Artificially Inseminating Sharks Reveals “Virgin Births” may be more common than thought

A blood-thirsty tooth hunter may not be as easily sold as any species needs, but sharks play an important role in marine ecosystems and protecting them is as appropriate as any other conservation effort.

Shark populations are declining in the face of fishing, pollution and the threat of warm oceans, and captive breeding programs are an important tool to ensure their future. In these programs, zoos and aquariums around the world work to match male and female sharks in a way that encourages genetic diversity. This means creating long-distance shark pairs from each other, so it may take some initiative to bring together predictable lovers IRL. A new study published in the Journal of Scientific Reports was able to create 97 baby sharks (du, du, d’do d’do…) with the help of artificial insemination. Some babies were born to parents from all over the country, while others have no parents.

The project created sharks as a tool for artificial insemination so that the geographical location now required only semen transport without any barriers to “mating”. This method can preserve genetic diversity while reducing stress on traveling animals (although it is a matter of Texas finding sharks on a highway). Conveniently focusing on small white jute bamboo sharks (would you collect sperm from the great white?), the researchers first confirmed that expectant mothers still do not carry sperm from any past flashing.

Whitespotted bamboos spread so regularly that they were known as “sea chickens,” so their infertile egg output could be used as an indicator that they were suitable for fertilization.
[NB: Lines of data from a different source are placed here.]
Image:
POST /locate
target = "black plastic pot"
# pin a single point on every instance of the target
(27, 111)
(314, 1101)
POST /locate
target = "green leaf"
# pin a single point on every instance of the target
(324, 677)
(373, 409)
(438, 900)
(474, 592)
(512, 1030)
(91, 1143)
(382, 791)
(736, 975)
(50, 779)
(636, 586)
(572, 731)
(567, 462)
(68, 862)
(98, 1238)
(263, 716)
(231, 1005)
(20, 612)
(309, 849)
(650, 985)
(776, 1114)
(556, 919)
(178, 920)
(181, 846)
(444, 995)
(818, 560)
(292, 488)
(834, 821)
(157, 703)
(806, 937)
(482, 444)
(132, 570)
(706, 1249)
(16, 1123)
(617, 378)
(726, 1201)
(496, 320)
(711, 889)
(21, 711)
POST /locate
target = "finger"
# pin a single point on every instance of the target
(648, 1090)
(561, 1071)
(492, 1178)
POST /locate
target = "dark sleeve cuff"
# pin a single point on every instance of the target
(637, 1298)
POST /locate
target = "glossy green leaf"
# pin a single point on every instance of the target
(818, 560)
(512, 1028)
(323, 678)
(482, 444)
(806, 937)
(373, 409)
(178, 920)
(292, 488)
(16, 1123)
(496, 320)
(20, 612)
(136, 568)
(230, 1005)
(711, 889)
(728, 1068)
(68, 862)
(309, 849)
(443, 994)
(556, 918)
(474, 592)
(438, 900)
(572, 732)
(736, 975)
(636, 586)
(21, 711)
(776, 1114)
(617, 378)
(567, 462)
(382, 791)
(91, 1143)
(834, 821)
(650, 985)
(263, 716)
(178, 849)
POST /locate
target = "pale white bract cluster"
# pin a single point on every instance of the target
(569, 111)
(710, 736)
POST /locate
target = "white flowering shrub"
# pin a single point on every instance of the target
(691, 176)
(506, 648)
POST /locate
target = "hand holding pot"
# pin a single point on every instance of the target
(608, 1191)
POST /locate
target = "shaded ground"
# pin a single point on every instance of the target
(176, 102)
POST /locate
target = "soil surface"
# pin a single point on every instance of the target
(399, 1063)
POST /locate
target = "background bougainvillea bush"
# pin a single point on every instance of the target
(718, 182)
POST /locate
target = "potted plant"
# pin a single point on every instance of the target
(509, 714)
This was followed by semen collection, in which 82 samples were taken from 19 sharks. How, you ask? “The short answer has been given very carefully,” lead author Jane Waffles told IFLScience. “Although there are differences between shark species, in general, semen accumulates in paired ampullae or seminal vesicles located at the end of the reproductive tract near the cloaca. The semen leaves the male through the urogenital papilla, which can enter from the cloaca.